Aniden ayağa kalktı ve iki Hobbite doğru yürüdü. Sonra bir Sky Stick çıkardı ve Sam'e söyledi. “Sam, bir dakika gelir misin?”

 

Sam şaşırdı. Yanındaki kıza pişirdiği otu verdi sonra Zheng'e doğru yürüdü.

 

Zheng onu tuttu ve Sky Stick'e bindi. Sonuç tam da beklediği gibi olmuştu. Sky Stick sanki enerji tükenmiş gibi hareket edemiyordu. Sam'i geri indirdiğinde Sky Stick tekrar havada süzüldü. Bunu gören Sam ıslık çaldı.

 

“Bilim kurgu silahları ve eşyalarının bu şeylerin üzerinde hiçbir etkisi yok.
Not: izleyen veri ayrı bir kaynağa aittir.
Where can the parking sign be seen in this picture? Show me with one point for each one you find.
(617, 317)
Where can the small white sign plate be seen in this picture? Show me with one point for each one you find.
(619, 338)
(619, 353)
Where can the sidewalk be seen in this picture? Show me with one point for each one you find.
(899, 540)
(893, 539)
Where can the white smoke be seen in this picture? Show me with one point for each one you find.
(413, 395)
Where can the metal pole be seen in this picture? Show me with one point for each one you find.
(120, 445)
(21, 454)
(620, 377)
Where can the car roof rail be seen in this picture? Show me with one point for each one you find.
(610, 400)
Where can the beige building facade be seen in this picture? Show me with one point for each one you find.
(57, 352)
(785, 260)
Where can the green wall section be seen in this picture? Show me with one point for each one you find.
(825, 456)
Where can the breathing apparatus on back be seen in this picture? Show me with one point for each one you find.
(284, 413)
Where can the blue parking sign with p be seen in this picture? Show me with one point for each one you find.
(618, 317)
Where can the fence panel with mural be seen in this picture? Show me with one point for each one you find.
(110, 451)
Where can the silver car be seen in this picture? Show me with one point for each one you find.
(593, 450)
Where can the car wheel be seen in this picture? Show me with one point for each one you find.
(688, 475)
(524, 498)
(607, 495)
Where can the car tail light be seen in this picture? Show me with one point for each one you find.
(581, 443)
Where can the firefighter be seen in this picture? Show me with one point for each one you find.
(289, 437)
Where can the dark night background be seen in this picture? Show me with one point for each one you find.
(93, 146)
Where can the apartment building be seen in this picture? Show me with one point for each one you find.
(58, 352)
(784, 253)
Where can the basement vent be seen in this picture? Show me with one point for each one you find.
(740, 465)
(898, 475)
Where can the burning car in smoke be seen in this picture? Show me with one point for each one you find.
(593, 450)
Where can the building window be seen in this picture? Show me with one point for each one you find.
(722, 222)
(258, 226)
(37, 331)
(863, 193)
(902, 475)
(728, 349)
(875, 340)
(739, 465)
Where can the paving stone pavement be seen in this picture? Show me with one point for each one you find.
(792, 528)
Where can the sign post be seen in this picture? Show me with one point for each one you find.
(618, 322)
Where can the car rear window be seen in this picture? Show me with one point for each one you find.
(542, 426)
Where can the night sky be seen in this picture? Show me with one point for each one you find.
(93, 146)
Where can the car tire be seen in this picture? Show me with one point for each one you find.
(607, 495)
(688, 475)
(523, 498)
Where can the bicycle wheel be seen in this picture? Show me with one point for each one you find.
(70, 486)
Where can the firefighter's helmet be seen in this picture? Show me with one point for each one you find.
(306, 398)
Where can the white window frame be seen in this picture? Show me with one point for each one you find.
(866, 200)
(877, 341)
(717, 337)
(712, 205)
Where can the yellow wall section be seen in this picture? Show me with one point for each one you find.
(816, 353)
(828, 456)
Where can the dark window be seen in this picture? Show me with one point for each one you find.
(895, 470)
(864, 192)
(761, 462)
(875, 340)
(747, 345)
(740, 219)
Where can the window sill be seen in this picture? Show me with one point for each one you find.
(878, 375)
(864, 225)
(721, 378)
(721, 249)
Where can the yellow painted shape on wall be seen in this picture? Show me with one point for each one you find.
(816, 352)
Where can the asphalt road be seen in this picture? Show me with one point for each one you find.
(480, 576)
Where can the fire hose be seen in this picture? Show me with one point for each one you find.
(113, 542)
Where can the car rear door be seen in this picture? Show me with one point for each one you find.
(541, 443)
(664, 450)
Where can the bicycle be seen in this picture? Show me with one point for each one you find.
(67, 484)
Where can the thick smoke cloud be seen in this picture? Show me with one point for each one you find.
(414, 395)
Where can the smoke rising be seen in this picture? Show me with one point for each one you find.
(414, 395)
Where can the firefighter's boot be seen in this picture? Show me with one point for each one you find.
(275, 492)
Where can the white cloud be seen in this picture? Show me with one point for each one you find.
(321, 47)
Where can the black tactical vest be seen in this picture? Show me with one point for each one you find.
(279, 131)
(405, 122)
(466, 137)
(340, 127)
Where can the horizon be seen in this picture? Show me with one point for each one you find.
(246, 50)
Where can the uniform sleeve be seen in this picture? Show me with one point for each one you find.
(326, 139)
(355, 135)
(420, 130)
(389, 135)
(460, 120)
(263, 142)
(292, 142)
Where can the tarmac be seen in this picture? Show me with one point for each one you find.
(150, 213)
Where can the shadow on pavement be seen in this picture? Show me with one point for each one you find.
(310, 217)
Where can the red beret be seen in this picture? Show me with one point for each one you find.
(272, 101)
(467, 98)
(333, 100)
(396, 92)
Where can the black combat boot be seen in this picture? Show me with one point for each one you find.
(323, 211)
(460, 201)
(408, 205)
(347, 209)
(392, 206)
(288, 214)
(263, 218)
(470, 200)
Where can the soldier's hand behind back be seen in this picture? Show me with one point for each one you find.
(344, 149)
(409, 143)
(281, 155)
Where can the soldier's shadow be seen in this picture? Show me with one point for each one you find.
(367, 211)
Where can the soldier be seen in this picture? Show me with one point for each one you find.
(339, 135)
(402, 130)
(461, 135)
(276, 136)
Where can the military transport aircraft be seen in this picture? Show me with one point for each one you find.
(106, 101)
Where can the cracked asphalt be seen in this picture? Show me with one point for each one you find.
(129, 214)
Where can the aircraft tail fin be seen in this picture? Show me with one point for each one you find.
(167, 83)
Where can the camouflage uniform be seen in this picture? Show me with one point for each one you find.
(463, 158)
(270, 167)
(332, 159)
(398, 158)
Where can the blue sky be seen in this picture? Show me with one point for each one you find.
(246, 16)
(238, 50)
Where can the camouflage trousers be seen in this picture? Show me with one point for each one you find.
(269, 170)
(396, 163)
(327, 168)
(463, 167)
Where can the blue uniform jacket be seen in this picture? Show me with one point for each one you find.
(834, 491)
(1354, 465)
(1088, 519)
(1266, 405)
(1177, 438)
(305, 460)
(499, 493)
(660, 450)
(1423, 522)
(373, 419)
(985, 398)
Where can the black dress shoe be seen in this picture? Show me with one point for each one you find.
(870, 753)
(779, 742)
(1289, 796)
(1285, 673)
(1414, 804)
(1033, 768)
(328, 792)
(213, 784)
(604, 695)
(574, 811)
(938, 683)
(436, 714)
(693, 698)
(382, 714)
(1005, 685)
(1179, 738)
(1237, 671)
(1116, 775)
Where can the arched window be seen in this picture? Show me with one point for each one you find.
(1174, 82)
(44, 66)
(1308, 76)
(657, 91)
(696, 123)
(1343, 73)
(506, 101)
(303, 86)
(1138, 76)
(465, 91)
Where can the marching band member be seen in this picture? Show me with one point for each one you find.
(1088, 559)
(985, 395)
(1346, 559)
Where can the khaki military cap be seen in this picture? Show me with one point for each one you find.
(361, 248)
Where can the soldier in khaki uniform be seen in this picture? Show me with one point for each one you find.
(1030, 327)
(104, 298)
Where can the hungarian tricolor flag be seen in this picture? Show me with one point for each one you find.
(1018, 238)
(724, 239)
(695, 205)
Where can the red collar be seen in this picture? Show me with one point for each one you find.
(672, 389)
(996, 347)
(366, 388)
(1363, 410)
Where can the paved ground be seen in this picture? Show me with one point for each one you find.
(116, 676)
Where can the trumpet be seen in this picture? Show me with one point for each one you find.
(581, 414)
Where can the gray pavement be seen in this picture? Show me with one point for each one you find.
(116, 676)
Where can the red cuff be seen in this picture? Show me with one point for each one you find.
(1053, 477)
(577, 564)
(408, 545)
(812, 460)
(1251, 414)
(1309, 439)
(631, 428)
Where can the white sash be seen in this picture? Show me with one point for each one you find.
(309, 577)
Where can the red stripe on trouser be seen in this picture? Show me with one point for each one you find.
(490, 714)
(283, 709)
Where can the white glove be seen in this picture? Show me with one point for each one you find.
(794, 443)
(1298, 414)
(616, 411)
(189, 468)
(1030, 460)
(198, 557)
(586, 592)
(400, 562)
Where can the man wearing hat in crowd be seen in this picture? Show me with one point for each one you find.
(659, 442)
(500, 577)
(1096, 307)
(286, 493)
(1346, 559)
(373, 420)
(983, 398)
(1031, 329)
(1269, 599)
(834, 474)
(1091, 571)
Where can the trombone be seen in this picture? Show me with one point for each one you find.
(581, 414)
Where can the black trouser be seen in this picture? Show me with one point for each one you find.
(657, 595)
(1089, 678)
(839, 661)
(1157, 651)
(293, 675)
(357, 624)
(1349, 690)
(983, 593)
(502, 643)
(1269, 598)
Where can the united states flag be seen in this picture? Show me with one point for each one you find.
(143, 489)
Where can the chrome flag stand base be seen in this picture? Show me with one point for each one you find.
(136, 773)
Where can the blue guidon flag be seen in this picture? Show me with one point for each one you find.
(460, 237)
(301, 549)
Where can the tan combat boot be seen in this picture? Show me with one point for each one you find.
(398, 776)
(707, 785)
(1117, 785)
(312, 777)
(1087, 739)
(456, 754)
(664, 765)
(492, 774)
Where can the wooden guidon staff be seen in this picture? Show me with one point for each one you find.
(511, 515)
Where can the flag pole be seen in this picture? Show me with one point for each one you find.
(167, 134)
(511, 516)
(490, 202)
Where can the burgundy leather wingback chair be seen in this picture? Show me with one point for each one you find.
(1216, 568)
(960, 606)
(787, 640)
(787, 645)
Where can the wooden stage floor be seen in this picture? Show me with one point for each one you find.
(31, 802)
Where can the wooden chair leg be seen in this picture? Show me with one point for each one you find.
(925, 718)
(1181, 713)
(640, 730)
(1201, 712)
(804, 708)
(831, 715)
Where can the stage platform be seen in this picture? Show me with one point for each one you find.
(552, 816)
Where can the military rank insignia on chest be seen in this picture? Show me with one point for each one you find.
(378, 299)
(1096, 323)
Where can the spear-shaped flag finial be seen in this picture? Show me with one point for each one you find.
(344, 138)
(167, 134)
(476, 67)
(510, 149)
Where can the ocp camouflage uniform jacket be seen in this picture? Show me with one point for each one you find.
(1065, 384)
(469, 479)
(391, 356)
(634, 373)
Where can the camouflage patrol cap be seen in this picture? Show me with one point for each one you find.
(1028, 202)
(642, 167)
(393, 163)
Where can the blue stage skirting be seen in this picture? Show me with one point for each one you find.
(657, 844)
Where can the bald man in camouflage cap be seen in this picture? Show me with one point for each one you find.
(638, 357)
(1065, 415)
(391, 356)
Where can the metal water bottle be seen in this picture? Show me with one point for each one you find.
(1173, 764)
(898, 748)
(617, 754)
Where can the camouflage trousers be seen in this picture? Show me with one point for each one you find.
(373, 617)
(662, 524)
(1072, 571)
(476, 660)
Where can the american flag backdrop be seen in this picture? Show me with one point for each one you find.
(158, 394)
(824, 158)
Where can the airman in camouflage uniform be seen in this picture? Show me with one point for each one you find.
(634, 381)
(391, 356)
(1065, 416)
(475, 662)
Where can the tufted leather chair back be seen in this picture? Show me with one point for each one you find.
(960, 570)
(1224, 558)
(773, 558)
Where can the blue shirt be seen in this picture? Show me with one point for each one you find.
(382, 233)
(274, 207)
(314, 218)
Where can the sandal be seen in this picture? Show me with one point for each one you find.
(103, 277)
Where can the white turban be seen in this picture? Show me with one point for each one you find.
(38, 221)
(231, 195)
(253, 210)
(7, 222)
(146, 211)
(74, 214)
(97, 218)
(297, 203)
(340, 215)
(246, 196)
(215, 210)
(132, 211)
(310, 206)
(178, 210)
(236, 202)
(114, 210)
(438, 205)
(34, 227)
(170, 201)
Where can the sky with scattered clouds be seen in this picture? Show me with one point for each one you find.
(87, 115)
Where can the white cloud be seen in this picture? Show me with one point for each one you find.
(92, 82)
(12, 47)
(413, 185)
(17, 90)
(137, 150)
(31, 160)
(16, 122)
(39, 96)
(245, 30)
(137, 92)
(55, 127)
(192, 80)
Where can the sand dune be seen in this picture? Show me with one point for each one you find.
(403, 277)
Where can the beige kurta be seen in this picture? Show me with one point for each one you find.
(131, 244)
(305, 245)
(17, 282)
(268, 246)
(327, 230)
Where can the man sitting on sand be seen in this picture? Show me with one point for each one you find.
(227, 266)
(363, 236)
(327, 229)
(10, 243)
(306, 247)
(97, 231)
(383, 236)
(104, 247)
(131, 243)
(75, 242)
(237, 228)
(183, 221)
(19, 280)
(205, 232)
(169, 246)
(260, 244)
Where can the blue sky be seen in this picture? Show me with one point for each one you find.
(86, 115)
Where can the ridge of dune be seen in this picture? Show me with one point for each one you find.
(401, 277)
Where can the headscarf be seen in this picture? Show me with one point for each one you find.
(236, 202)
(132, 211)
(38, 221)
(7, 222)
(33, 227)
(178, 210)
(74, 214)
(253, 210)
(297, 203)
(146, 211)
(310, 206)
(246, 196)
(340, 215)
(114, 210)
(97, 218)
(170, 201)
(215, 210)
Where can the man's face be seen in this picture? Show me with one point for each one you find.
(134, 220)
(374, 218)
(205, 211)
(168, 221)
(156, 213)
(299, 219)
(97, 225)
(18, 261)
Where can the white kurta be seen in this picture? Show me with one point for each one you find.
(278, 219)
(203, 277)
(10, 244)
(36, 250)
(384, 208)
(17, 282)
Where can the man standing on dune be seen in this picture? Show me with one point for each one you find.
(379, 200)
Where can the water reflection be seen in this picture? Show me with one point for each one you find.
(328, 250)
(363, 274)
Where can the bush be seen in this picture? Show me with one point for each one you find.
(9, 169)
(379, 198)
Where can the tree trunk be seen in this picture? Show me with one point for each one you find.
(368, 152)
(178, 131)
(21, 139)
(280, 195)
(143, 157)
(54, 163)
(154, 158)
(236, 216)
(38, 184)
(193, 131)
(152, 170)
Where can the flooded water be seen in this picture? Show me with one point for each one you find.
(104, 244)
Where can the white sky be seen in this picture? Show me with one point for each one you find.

Muhtemelen Tanrı, bu Hobbitleri Rivendell'e uçurmamamız için bunları kullanmamızı engelliyor.” Zheng acı bir şekilde gülümsedi.

 

Farklı şeyler anlamalarına rağmen hem Neos hem de Gungnir güldü. dedi Xuan. “Senaryo değişti.” dedi.

 

Çikolatasından bir ısırık alan Neos kaşlarını çattı ve söyledi. “Doğru, senaryo değişti. Diğer iki Hobbitle buluştuktan sonra bu Ringwraithler ile ilk kez karşılaşmamız gerekiyordu. Senaryoya göre dört Hobbit'in Bucklebury Feribotu'na binmesi lazım ama burada bulunan insan sayısına bakılırsa biz aynı şeyi yapamayacağız. İskelet atların hızı da orijinal filme göre çok yüksek.” Bunu söylerken ter içinde kalmıştı.

 

Xuan ise her zamanki gibi sakin kaldı. “İlk Ringwraith'le karşılaştığımız andan itibaren artık güvende değiliz. Ayrıca, ruh gücü kullanıcılarımız onun geldiğini dün tespit edemedi. Bu da demek oluyor ki ruh taramalarında görünmeyecekler. Tahminlerim doğruysa, diğer iki Hobbitle buluştuğumuzda Ringwraithler gelecek. Belki bir, belki iki, hatta belki de sekiz tanesi gelecek.”

 

Zheng diğer liderlerin nasıl tepki verdiğine bakmadı, Xuan'a sordu. “Hobbitlerle birlikte ortaya çıkacaklarından neden bu kadar eminsin? Bunun üstesinden gelmek için de bir planın vardır senin. Kaç kişi aynı anda sekiz tane Ringwraithe karşı durabilir bilmiyorum.”

 

Neos şiddetle bir parça çikolata kırdı ve söyledi. “Çünkü Hobbitler görevimizin bir parçası. Ölürlerse puan kaybederiz ve yaşarlarsa da puan kazanırız. Bu yüzden onlarla Ringwraithler'den önce karşılaşmamız gerekiyordu zaten yoksa onları korumanın bir zorluğu olmazdı. Bu muhtemelen Tanrı'nın bir tuzağı.”

 

Gungnir gülümsemeyi kesti ve endişeyle söyledi. “Peki ne yapacağız? Burada kalıp beklemekten ya da devam edip Ringwraithlerin geri kalanıyla karşılaşmaktan başka seçeneğimiz yok mu?”

 

Neos cevap vermedi. Çikolatasını yerken terliyordu. Delirmiş gibi görünüyordu. Zheng, Xuan'a baktı. Xuan'ı biraz tanıyorsa bu kelimeleri söylemeden önce çözümü çoktan bulmuş olurdu. Ne kadar riskli ya da çılgınca olursa olsun her zaman bir çözümü vardı.

 

“Sekiz Ringwraithin de bize saldırmasına izin vermemek için onlara yem atacağız.” Xuan sakince dedi.

 

“Ne demek istiyorsun?" Üç lider aynı anda sordu. Neos daha sonra başka bir çikolata parçasını kırdı.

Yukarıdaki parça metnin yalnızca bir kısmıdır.